Beware of Self-Directed IRAs
When it comes to saving and investing for retirement, you have many choices and tools to employ. You might have a 401(k) plan at your workplace, for example. That's great, but one downside to it is that the investment options it gives you might be limited to a suite of mutual funds, many unthrilling. Thus, IRAs can be more attractive, because they let you invest in a huge array of mutual funds, plus a wide range of individual stocks, bonds, CDs, and more. There's a way to have an even wider range of investments, if you want, including real estate -- via a self-directed IRA. Just think twice before you opt for one.
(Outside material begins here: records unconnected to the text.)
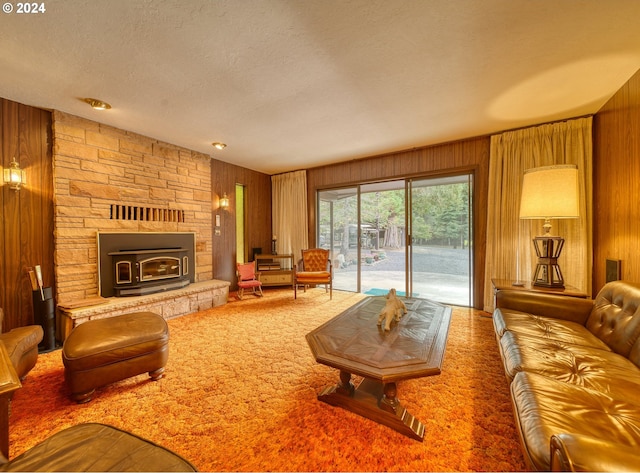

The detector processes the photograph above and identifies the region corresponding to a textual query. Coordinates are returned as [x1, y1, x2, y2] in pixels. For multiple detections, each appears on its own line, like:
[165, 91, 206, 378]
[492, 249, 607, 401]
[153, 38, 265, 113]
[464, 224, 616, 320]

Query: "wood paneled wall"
[593, 71, 640, 294]
[307, 137, 490, 308]
[0, 99, 55, 332]
[211, 159, 272, 290]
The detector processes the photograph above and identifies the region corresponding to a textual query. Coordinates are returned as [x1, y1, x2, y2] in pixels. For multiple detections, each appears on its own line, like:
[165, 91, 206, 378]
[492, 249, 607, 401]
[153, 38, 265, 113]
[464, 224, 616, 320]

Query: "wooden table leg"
[318, 371, 424, 442]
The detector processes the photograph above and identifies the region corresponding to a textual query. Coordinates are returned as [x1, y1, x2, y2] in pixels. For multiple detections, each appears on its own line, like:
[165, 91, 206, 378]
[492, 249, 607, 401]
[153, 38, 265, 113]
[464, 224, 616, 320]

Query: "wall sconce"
[3, 157, 27, 192]
[220, 192, 229, 210]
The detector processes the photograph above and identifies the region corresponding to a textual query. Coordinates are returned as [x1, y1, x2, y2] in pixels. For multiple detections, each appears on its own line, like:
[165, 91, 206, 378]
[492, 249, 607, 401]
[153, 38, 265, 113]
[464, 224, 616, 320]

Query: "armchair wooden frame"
[293, 248, 333, 299]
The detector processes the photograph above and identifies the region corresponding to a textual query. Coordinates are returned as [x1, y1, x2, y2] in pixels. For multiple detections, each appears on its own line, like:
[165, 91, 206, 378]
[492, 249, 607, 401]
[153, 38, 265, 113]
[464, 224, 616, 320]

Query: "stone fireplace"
[52, 111, 229, 340]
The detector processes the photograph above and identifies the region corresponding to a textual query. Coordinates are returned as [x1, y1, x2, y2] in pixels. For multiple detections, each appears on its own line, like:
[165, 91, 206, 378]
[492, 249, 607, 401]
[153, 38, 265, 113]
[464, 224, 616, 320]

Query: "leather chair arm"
[496, 289, 593, 325]
[551, 434, 640, 471]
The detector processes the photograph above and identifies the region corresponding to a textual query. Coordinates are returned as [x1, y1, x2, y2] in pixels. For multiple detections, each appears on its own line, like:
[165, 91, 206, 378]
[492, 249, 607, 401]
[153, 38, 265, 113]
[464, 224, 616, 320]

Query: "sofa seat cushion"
[499, 332, 640, 399]
[511, 371, 640, 471]
[493, 309, 609, 350]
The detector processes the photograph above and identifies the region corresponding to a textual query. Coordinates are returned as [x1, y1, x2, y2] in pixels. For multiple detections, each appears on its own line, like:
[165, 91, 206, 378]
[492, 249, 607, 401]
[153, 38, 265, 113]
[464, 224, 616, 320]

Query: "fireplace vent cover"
[111, 204, 184, 222]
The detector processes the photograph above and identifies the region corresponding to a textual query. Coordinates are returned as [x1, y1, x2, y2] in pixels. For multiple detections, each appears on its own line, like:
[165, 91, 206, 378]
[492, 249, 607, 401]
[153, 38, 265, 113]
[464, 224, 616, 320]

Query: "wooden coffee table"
[307, 297, 451, 441]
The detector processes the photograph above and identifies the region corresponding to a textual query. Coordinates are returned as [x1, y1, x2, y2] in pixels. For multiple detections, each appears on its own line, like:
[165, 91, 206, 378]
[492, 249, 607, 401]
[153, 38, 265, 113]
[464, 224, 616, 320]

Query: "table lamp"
[520, 164, 580, 288]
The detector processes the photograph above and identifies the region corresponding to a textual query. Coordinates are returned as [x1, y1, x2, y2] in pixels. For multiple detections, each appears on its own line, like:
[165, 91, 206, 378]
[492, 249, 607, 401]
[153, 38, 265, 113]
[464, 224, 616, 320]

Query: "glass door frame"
[316, 169, 475, 307]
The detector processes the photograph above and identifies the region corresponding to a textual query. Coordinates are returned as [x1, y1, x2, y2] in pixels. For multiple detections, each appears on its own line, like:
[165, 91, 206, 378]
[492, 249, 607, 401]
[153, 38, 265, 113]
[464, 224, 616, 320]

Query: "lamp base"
[533, 236, 564, 289]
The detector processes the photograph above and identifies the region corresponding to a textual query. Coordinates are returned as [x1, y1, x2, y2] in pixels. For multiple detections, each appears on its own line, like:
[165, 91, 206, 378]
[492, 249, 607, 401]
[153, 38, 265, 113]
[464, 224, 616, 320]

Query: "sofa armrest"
[551, 434, 640, 471]
[496, 289, 593, 325]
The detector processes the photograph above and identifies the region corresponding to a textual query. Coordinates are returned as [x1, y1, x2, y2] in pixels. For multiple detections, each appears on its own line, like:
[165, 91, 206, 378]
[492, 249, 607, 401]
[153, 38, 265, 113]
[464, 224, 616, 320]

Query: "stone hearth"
[56, 279, 230, 342]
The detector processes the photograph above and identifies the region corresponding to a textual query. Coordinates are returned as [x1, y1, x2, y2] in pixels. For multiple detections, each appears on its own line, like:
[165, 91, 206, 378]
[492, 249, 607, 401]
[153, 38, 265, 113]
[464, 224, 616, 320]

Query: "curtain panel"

The obvious upside of a self-directed IRA, at least for some folks, is the wider range of possible investments that they permit. For example, you can use one to invest in real estate or in a private business. As my colleague Dan Caplinger has explained, this can be a big deal, if you see significantly more growth potential for you in a kind of investment that a conventional IRA doesn't permit. Fledgling businesses can be extra risky, and many ultimately fail -- but when they do succeed, they can create big wealth for the early investors who were able to get in well before the company went public and issued common stock on the open market.
A self-directed IRA can hold all kinds of investments, such as oil and gas, cattle, promissory notes, and actual gold (as opposed to gold funds or stock in gold-related companies). Even racehorses can qualify. There are some limits, though, with investments such as collectibles or insurance disallowed. "Self-dealing," investing in your own company or in a way that benefits certain family members, is prohibited. (Examples might include buying yourself a vacation home or issuing a mortgage to your son so he can buy a home.)
Of course, it's not all upside with self-directed IRAs, and a good case can be made that they should just be avoided. For example, there are a lot of rules regarding them, so you might want to consult a financial or tax pro before proceeding. You may actually need to hire legal or other professional help in proceeding with this kind of investment, and those costs can add up. (Real estate investments might need occasional appraisals, for example.)
And the rules for self-directed IRAs can make things difficult, too. With traditional IRAs, the IRA owner must start taking "required minimum distributions" beginning at age 70 ½ (this isn't the case with a Roth IRA) -- and that can be problematic, if the IRA holds assets from which you can't easily shave off portions annually. Traditional IRAs also levy taxes on withdrawals at your ordinary income rate, and that can be as high as 25% or even almost 40%. (Again, the Roth has much appeal, since its withdrawals can be tax-free.)
Then there are scams. Many con artists out there preying on gullible folks have taken to promoting self-directed IRAs.
The biggest knock against self-directed IRAs, if you ask me, is that they permit you to invest your very valuable retirement money in investments that tend to be riskier than many alternatives. Yes, you might really want a big return on your money, but you may be more likely to earn that via a conventional IRA and index funds or carefully selected individual stocks. That's "self-directed," too, in the sense that you're the one choosing the investments and calling the shots.